Faculty development as an instrument of change: a case study on teaching professionalism.

Faculty development includes those activities that are designed to renew or assist faculty in their different roles. As such, it encompasses a wide variety of interventions to help individual faculty members improve their skills. However, it can also be used as a tool to engage faculty in the process of institutional change. The Faculty of Medicine at McGill University determined that such a change was necessary to effectively teach and evaluate professionalism at the undergraduate level, and a faculty development program on professionalism helped to bring about the desired curricular change. The authors describe that program to illustrate how faculty development can serve as a useful instrument in the process of change.

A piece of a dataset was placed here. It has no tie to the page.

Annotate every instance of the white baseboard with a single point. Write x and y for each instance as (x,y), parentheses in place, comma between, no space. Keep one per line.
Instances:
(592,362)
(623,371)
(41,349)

The ongoing program, established in 1997, consists of medical education rounds and "think tanks" to promote faculty consensus and buy-in, and diverse faculty-wide and departmental workshops to convey core content, examine teaching and evaluation strategies, and promote reflection and self-awareness. To analyze the approach used and the results achieved, the authors applied a well-known model by J.P. Kotter for implementing change that consists of the following phases: establishing a sense of urgency, forming a powerful guiding coalition, creating a vision, communicating the vision, empowering others to act on the vision, generating short-term wins, consolidating gains and producing more change, and anchoring new approaches in the culture. The authors hope that their school's experience will be useful to others who seek institutional change via faculty development.